Theirs is the world and everything that is in it
When a decision with earth-shattering ramifications is taken, who is it that has the most to lose?
The poor? The rich? The old? The young? The swift and agile with liquid assets? The implanted with illiquid assets?
When Ukraine was invaded by Russia this year, at least 7 million Ukrainians out of a population of some 40 million or so were displaced. They went abroad, or to safer places within Ukraine. Many of them were younger adults, with their children. Those who remained behind were the older generations. Those who had worked their entire lives for what they had – their homes, their TV sets, their fridges and their washing machines. When Russian troops came to their home towns, they killed many of these older people, destroyed their homes, their livelihoods and stole their domestic appliances. Now, in some parts of Ukraine, rebuilding is beginning. It is the young people of Ukraine who are returning to war zones to rebuild the lives of those who stood defiant in the face of the aggression. They bring with them their rave music and their youthfulness, their energy and their will. And their hatred of Russia. What Russia planted in Ukraine were not seeds of wheat but seeds of hatred. It erected a wall of defiance against itself stronger and higher than the wall that Donald Trump erected against Mexico. It’s a wall that the older generation of Ukraine will never dismantle; whether the young people of Ukraine will dismantle it is in grave doubt. Russia and Ukraine are now more separate than they ever were in all the years following the Soviet Union’s break-up. Perhaps because it is the young who have most to lose from Russia’s invasion. They’ve lost their educations, they’ve lost their youths; they’ve lost time. And time is a great loss when a decision with earth-shattering ramifications is taken.
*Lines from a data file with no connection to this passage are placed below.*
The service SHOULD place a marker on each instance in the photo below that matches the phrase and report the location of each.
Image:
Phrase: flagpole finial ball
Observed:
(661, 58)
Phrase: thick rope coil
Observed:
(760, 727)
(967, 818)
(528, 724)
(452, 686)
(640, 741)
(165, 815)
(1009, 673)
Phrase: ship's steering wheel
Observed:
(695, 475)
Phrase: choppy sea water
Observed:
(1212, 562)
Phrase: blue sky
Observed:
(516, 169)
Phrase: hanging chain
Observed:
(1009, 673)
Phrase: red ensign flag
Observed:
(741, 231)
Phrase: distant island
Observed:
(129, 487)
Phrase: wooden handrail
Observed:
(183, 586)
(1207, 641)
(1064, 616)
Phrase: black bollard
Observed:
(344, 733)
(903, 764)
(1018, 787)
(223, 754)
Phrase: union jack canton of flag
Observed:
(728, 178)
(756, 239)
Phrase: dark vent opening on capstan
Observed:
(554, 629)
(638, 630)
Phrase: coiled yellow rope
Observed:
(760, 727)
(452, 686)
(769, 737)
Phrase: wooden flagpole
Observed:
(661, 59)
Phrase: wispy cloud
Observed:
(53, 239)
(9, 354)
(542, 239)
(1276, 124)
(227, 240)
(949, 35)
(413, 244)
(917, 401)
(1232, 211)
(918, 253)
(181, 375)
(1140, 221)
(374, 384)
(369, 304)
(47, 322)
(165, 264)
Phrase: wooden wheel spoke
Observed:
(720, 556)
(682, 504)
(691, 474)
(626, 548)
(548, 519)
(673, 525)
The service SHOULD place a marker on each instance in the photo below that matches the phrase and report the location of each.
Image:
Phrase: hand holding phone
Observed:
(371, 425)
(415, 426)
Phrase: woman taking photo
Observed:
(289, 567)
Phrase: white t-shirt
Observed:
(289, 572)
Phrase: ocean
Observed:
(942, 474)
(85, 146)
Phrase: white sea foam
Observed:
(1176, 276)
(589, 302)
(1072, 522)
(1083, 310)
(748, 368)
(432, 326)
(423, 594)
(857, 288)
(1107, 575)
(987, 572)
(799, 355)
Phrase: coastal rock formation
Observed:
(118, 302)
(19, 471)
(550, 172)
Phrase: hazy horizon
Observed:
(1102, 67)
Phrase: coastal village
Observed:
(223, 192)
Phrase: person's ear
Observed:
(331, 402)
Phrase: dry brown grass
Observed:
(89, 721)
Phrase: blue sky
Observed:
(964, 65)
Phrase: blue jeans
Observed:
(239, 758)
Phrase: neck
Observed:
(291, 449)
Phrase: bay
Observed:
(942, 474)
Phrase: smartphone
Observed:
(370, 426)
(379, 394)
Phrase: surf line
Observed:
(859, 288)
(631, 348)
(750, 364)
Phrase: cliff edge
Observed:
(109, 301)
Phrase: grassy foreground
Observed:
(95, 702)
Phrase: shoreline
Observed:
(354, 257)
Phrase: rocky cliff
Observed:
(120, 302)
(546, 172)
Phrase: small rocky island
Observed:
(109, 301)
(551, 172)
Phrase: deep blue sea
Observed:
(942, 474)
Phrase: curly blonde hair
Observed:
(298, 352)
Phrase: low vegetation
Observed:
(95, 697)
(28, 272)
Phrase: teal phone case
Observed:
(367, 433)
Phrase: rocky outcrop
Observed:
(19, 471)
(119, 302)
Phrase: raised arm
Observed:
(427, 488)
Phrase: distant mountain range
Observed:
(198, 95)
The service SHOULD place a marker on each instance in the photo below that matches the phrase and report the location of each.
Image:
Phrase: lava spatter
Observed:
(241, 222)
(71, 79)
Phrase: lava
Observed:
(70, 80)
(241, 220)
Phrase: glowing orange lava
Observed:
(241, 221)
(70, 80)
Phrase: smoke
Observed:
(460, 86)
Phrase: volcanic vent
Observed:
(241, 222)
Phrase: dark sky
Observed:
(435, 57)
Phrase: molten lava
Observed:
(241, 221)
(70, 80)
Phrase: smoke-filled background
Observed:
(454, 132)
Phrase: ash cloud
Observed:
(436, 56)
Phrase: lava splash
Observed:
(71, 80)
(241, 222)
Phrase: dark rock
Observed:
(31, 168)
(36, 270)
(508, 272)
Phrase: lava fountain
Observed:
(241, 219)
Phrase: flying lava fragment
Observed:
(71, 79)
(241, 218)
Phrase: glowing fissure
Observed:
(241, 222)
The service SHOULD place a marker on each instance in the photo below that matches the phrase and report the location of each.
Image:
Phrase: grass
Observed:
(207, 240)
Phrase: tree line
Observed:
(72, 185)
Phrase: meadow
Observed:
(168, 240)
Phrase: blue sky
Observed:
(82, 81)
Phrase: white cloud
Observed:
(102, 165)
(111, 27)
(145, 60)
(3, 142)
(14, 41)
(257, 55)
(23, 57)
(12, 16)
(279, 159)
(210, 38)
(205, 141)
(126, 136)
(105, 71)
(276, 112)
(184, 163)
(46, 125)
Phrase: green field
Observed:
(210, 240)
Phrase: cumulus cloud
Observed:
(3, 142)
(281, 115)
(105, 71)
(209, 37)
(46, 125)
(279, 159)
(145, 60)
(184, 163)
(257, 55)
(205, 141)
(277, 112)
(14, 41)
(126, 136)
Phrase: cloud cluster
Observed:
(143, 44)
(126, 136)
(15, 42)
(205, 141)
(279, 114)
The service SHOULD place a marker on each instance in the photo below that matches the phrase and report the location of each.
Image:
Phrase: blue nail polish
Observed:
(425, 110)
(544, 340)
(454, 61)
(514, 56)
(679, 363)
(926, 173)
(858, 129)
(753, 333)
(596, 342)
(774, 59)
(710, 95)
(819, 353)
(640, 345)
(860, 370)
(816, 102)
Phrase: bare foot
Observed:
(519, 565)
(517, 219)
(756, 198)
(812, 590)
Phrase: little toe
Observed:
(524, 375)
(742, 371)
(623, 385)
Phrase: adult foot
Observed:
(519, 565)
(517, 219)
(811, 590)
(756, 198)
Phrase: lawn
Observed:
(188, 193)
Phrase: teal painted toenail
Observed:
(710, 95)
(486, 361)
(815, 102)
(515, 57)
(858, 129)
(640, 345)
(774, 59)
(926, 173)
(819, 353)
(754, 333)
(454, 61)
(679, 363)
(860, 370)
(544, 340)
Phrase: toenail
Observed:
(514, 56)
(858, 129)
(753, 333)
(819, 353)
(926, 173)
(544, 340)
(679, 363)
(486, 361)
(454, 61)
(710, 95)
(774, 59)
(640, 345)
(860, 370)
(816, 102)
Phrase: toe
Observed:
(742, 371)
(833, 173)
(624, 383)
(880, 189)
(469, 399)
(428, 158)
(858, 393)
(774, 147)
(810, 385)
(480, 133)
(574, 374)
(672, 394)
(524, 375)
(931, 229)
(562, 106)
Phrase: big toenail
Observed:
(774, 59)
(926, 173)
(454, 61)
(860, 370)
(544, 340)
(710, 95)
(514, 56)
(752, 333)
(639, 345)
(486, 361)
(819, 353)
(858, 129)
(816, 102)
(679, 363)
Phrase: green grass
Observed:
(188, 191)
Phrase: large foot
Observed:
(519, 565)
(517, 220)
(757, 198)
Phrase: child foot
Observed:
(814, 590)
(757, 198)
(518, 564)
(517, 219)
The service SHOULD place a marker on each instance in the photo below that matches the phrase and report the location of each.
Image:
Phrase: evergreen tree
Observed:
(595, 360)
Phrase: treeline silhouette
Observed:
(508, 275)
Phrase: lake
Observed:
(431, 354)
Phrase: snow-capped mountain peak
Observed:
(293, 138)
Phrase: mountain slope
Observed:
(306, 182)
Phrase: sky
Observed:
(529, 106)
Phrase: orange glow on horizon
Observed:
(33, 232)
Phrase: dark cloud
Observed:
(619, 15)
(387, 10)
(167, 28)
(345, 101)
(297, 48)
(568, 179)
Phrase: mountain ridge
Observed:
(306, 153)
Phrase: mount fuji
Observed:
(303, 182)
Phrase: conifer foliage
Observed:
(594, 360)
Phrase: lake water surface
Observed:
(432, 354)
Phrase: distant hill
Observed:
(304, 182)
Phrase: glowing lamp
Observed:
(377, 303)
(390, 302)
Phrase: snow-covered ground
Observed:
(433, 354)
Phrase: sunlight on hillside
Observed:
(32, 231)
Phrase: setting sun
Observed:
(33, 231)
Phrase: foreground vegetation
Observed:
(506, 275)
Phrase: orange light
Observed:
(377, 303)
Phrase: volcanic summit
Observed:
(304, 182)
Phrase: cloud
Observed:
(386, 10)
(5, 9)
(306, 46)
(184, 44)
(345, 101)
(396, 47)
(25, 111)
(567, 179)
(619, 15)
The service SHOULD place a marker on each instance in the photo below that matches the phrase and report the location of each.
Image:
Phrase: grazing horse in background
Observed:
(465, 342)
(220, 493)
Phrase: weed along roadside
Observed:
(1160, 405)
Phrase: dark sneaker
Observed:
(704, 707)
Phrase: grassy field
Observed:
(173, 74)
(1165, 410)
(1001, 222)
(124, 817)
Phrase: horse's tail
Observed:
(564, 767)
And it is the young who will lose out on failures by world governments to gain a grasp on climate change. This year, Pakistan was flooded to the extent of two thirds. It’s a disaster unquestionably contributed to by climate change. It has devastated the nation, across the board, from young to old. Yet, at Cop26, its neighbour objected to a proposal that would have “phased out” coal; instead India wanted only to “phase coal down”. Coal is a major contributor to carbon dioxide pollution. But India, and China along with it, is reluctant to phase out its production, whereas experts say it must remain in the ground if we are to have a chance of achieving the 1.5° limit to the global temperature increase in due time. The third world rightly points the finger at the developed west for having put the third world in this unenviable crisis; yet some parts of the third world are insistent on exploiting their own resources such as would worsen the crisis. Perhaps the first world needs to compensate the third world for deciding to keep resources underground, but, having determined those resources are there and having the means and knowledge to extract them, how likely is it really that they will remain there? If it is only a matter of time until the climate crisis bites at mankind, instead of the gnawing it is currently doing, who is it that has the most to lose when these decisions with earth-shattering ramifications are taken? Clearly, the young. For if time is thereby lost, it is the young who have the most time to lose of any of us.
When the free university education of the sixties and seventies gave way to the widening wealth gap of today and, against a background of stagnating wages, financial premiums are placed on the education that was once as of right, who has most to lose on these decisions with their earth-shattering ramifications? Again, the young.
When the cost of a home soars beyond the reach of people, leaving them with the prospect of remaining in the precarious market of rented property for their entire lives, even when the jobs they do are the jobs that, half a century previously, would have still left home ownership a feasible option, who has most to lose from the decisions that bring about such earth-shattering ramifications? The young, of course.
For the young, tomorrow is a dark day. Nowhere does hope spring with greater joy than in the hearts of the young, and nowhere is hope so dampened for humanity than in the hearts of the young. We call the young “our hope and joy”. We must give them something to be joyous about; something to hope for. If ours is the world, and everything that is in it, tomorrow it will be theirs. The old will be long gone when the gnawing doubts give way to an almighty bite.